To retrieve data from a table, Cassandra Query Language provides statement SELECT
with the following simplified syntax:
SELECT [DISTINCT] * | select_expression [AS column_name][ , ... ] FROM [keyspace_name.] table_name [WHERE partition_key_predicate [AND clustering_key_predicate]] [GROUP BY primary_key_column_name][ , ... ] [ORDER BY clustering_key_column_name ASC|DESC][ , ... ] [PER PARTITION LIMIT number] [LIMIT number] [ALLOW FILTERING]
The SELECT
clause specifies what to project into a final result. The projection list can include all columns using wildcard *
,
individual column names, aggregates, such as COUNT
and AVG
, and numerous functions that work with write-time timestamps,
TTLs, and values of various data types. It is even possible to create user-defined aggregates and functions using
statements CREATE AGGREGATE
and CREATE FUNCTION
.
The FROM
clause uses keyspace name and table name to identify an existing table.
If a keyspace name is omitted, the current working keyspace is used.
The WHERE
clause supplies partition and row filtering predicates. At the very least,
all partition key column values should be provided. Predicates for one or more clustering key columns can
further restrict the result, as long as the primary key definition order is respected.
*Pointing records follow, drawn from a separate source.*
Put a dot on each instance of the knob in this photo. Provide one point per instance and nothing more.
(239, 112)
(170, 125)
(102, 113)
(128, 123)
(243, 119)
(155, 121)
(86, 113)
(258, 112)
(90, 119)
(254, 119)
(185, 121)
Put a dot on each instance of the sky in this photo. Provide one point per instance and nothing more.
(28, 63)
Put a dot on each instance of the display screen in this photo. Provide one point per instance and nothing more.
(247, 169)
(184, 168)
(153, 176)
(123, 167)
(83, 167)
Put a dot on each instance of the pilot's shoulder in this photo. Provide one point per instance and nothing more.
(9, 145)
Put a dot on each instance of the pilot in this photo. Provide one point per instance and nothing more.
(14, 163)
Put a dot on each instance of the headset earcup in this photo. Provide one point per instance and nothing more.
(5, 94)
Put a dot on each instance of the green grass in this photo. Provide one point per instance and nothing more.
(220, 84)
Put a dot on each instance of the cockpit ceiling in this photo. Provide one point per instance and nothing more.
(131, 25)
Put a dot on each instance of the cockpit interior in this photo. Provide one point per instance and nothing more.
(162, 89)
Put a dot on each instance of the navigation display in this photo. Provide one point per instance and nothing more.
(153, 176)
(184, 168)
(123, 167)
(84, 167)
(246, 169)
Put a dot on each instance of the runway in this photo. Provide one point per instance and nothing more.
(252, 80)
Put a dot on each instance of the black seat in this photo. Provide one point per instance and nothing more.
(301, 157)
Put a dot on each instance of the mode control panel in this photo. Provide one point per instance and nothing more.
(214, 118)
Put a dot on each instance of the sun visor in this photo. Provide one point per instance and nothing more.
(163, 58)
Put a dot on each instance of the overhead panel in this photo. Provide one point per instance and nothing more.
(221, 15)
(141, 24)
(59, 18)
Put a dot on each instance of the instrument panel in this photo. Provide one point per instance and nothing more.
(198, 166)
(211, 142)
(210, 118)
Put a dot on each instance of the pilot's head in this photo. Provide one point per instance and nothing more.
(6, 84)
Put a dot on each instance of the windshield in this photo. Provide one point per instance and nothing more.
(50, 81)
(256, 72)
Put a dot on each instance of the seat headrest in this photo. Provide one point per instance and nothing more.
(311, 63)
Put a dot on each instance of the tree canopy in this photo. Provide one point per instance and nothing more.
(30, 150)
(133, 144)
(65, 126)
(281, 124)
All predicates must be equality predicates (=
and IN
),
except the last clustering key column predicate can be an inequality predicate (>
, <
, >=
, <=
).
The GROUP BY
clause can group rows based on partition and clustering key columns, as long as the primary key definition order is respected.
The ORDER BY
clause can retrieve rows from each partition based on the clustering order declared in a table definition or its reverse.
Even when ORDER BY
is not used, a query result still preserves the clustering order.
The PER PARTITION LIMIT
and LIMIT
clauses are used to specify the maximum number of rows per partition or overall, respectively,
that can appear in a final result.
Finally, ALLOW FILTERING
allows Cassandra to scan data to execute queries. While this relaxes many restrictions on what predicates can be used in the WHERE
clause,
scanning is a very inefficient access pattern that should not be used in production. Only in rare cases, when a partition key is known,
scanning rows within one partition may be ok. Even then, a new table, materialized view or secondary index should be considered instead as a better alternative.
As a rule of thumb, you should avoid using ALLOW FILTERING
in your queries and you can expect us to do the same in our examples.